Kiedy dyrektor nie pomaga

Do szkoły przyszła młoda nauczycielka, więc dyrektor postanowił sprawdzić jej kwalifikacje. Przyszedł na lekcję i usiadł w ostatniej ławce, za Jasiem. Nauczycielka napisała na tablicy zdanie: "Ala ma lupę" i prosi, żeby któreś z dzieci przeczytało zdanie. W klasie zapanowała cisza, tylko Jasio podnosi rękę. -No jasiu, przeczytaj zdanie- mówi pani. -Ale ma dupę!- odpowiada, Jasio, -Jak tak możesz, nie ładnie używać takich słów Jasiu, siadaj, pała!! W tym momencie Jasio odwraca się zdenerwowany do dyrektora: -Jak nie wiesz, to nie podpowiadaj!!!

Zobacz inne dowcipy z tej kategorii

Zagadki na wesoło

Pani w szkole zarządziła zabawę w zagadki. Pierwsza zgłasza się Małgosia: – Co to jest: je trawę, daje mleko, a w środku ma literkę „r”? – To krowa Małgosiu, ale podoba mi się tok Twojego rozumowania. Następny jest Jaś: – Co to jest: długie, często się napręża, a w środku ma literkę „u”? Pani się zarumieniła: – Jasiu! Natychmiast wyjdź z klasy! Jaś posłusznie wstaje, wychodzi. W drzwiach zatrzymuje się i rzuca: – To jest łuk, proszę Pani, ale podoba mi się tok Pani rozumowania.

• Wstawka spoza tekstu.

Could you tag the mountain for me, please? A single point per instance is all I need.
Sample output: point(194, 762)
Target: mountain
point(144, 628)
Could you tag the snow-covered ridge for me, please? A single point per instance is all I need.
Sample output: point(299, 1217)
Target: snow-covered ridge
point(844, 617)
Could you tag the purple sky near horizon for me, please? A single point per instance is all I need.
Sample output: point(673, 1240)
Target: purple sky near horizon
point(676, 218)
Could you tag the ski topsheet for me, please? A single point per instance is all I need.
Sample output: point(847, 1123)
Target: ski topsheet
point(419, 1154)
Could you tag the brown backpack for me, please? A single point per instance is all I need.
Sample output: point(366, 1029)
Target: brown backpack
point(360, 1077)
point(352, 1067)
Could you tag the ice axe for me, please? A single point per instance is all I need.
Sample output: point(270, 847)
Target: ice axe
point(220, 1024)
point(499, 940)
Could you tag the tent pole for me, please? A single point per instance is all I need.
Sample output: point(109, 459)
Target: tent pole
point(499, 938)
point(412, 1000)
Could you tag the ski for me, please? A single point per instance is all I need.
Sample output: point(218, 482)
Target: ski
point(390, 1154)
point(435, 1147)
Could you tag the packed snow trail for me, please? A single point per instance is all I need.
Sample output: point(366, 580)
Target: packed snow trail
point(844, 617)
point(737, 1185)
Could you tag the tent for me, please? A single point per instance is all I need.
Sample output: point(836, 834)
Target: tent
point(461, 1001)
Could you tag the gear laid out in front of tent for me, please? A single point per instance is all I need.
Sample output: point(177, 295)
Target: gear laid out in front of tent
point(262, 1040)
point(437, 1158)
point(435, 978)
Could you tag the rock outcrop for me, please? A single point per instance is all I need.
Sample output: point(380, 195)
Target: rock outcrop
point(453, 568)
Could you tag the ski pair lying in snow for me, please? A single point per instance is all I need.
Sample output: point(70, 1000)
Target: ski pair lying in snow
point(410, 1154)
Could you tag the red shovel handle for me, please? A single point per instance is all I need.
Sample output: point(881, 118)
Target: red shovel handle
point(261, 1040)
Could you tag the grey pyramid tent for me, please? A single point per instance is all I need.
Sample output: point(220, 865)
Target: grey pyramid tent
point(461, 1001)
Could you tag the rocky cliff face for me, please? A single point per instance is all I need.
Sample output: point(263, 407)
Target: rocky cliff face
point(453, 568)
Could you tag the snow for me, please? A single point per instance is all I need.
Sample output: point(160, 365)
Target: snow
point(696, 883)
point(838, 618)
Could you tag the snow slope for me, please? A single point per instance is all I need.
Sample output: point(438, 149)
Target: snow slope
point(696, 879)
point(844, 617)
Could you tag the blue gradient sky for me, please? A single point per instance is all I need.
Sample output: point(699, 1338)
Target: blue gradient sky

Rogi kózki i szkolne problemy

Jasiu na lekcji strzelił z torebki po cukrze w wyniku czego nauczycielka wystraszyła się i zemdlała. Wezwano dyrektora i po ocuceniu nauczycielki Jasiu usłyszał: – Jutro do szkoły przyjdziesz z ojcem. Nazajutrz Jasiu i jego ojciec rozmawiają z nauczycielką. – Pana syn zachował się wczoraj skandalicznie, strzelił z torebki po cukrze, tak się wystraszyłam, że zemdlałam. – Pani to jeszcze nic! Kiedyś oporządzam spokojnie kózkę za oborą, a ten szczeniak, jak nie wystrzeli z worka po cemencie, to mi w rękach tylko rogi zostały.

Jaś i sąsiad w akcji

Jaś wbiega do domu z wielkim pełnym worem. -Jasiu, co ty tam masz?! -Jabłka - odpowiada Jaś zadyszany. -Skąd wziąłeś te jabłka? - Od sąsiada. -A czy sąsiad wie, że je masz? - Jasne przecież mnie gonił!

Dziadek i technologia

Jaś pyta dziadka: - Dziadku jak wyście żyli w tamtych czasach? Przecież nie było ani Internetu, ani Gadu-Gadu ani Komórek i zero Czatu! - Jasiu, wtedy to już wszystko było! - Ale jak to? W tamtych czasach? Żartujesz sobie ze mnie? - No bo tak: Twoja babcia mieszkała w Internacie, a gdy chciała się urwać ze mną na Gadu-Gadu to ja stałem na Czatach. A jak by nie było Komórek to by nie było ani twojego ojca ani ciebie.

Jasio i pocztowa zagadka

Jasio szepcze tacie na ucho: - Jak dasz mi dziesięć złotych, to powiem ci, co mówi mamie taki pan w mundurze, który przychodzi tu co rano. Ojciec wyjmuje 10 zł i daje synowi. - I co, Jasiu? Co mówi? - Mówi: "Dzień dobry! Poczta dla Pani".